2. All membership interests and rights in surplus of the converting mutual insurer are extinguished and the members of the converting mutual insurer become members of the mutual holding company in accordance with this article and the articles of incorporation and bylaws of the mutual holding company.
3. Any owner of one or more policies of insurance, other than a policy of reinsurance, issued by the converted stock insurer after the effective date of the conversion and, if permitted under the articles of incorporation or bylaws of the mutual holding company, any holder of one or more policies of insurance, other than a policy of reinsurance, issued by any other insurer that is a direct or indirect subsidiary or affiliate of the mutual holding company after the effective date of the reorganization becomes a member of the mutual holding company.
4. The mutual holding company or, if created, an intermediate stock holding company acquires and shall retain all shares of the voting stock of the converted stock insurer.

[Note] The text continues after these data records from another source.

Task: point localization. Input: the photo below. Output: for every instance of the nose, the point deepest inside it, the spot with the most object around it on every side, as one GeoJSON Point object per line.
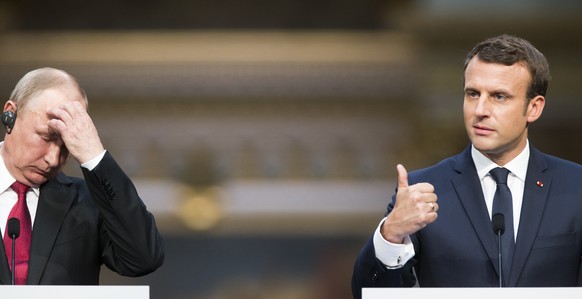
{"type": "Point", "coordinates": [482, 106]}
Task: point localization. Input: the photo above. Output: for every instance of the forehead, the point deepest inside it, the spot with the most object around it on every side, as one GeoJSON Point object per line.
{"type": "Point", "coordinates": [53, 97]}
{"type": "Point", "coordinates": [479, 73]}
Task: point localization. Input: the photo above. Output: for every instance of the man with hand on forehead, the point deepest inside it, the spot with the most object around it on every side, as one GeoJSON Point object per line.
{"type": "Point", "coordinates": [68, 227]}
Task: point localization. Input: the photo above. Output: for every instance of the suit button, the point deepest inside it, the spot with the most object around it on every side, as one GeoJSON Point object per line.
{"type": "Point", "coordinates": [374, 276]}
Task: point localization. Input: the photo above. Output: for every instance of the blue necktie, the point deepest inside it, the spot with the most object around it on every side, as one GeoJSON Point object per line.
{"type": "Point", "coordinates": [502, 204]}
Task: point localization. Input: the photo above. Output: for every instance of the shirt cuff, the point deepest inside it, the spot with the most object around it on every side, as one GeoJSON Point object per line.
{"type": "Point", "coordinates": [91, 164]}
{"type": "Point", "coordinates": [393, 256]}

5. The mutual holding company acquires and shall retain all shares of the voting stock of any intermediate stock holding company.

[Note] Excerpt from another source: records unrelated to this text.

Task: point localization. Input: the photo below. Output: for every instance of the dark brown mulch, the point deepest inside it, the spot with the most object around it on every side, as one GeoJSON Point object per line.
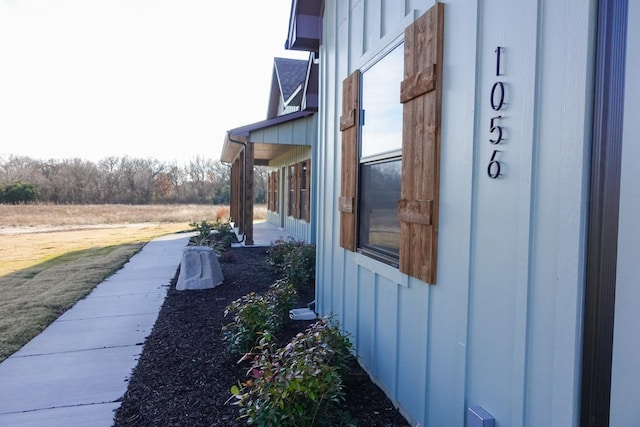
{"type": "Point", "coordinates": [185, 371]}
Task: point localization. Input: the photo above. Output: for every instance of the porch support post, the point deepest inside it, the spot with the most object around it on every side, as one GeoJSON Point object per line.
{"type": "Point", "coordinates": [248, 214]}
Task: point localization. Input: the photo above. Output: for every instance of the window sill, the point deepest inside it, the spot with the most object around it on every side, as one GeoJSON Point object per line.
{"type": "Point", "coordinates": [383, 269]}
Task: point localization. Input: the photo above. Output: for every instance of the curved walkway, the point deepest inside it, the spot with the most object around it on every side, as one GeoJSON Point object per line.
{"type": "Point", "coordinates": [76, 370]}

6. A converted stock insurer continues the corporate existence of the converting mutual insurer. Except as provided in the plan, the conversion does not annul, modify or change any existing license or other authority or any of the existing civil actions, rights, contracts or liabilities of the converting mutual insurer. The converted stock insurer retains all property, debts and choses in action and every other interest belonging to the converting mutual insurer before the conversion without further action needed. On and after the effective date of the conversion, the converted stock insurer may exercise all rights and powers conferred and shall perform all duties imposed by law on insurers writing the classes of insurance written by the converted stock insurer, shall retain the rights and contracts of the converting mutual insurer existing immediately before the conversion and shall be subject to all obligations and liabilities of the converting mutual insurer existing immediately before the conversion, subject to the terms of the plan.
B. Any intermediate stock holding company created at the time of reorganization to hold the stock of the converting mutual insurer shall be incorporated under title 10 and may engage in any business or activity permitted by title 10.

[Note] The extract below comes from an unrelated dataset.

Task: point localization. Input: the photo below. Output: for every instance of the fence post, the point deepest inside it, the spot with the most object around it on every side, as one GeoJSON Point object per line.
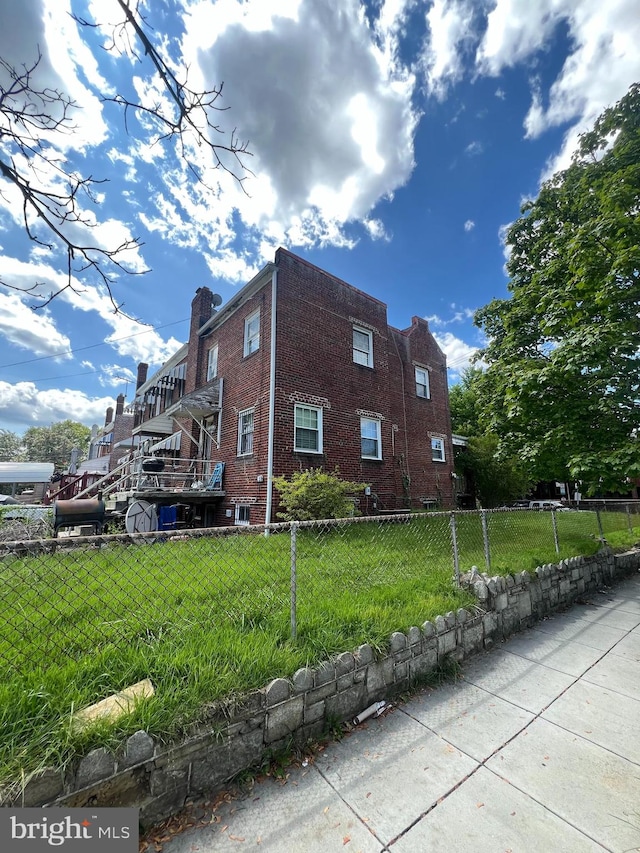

C. The converted stock insurer and any intermediate stock holding company may issue to third parties debt securities, stock other than voting stock and voting stock if all of the following apply:
1. No shares of stock representing a majority of the voting power of all issued and outstanding voting stock of either the converted stock insurer or the intermediate stock holding company, if any, are issued to third parties.
2. A majority of the voting stock of the converted stock insurance company is at all times owned by the mutual holding company or by the intermediate stock holding company, a majority of whose voting stock is held by the mutual holding company, and such majority interest in the converted stock insurance company and any intermediate stock holding company is not conveyed, transferred, assigned, pledged, subjected to a security interest or lien, placed in a voting trust, encumbered or otherwise hypothecated or alienated by the mutual holding company or by the intermediate stock holding company. Any conveyance, transfer, assignment, pledge, security interest, lien, placement in a voting trust, encumbrance or hypothecation or alienation of, in or on a majority of the voting shares of the converted stock insurer or the intermediate stock holding company in violation of this paragraph is void in inverse chronological order as to the shares necessary to constitute a majority of such voting stock.
D. Unless otherwise specified in the plan, the directors and officers of the converting mutual insurer shall serve as directors and officers of the mutual holding company, any intermediate stock holding company and the converted stock insurer until new directors and officers are elected.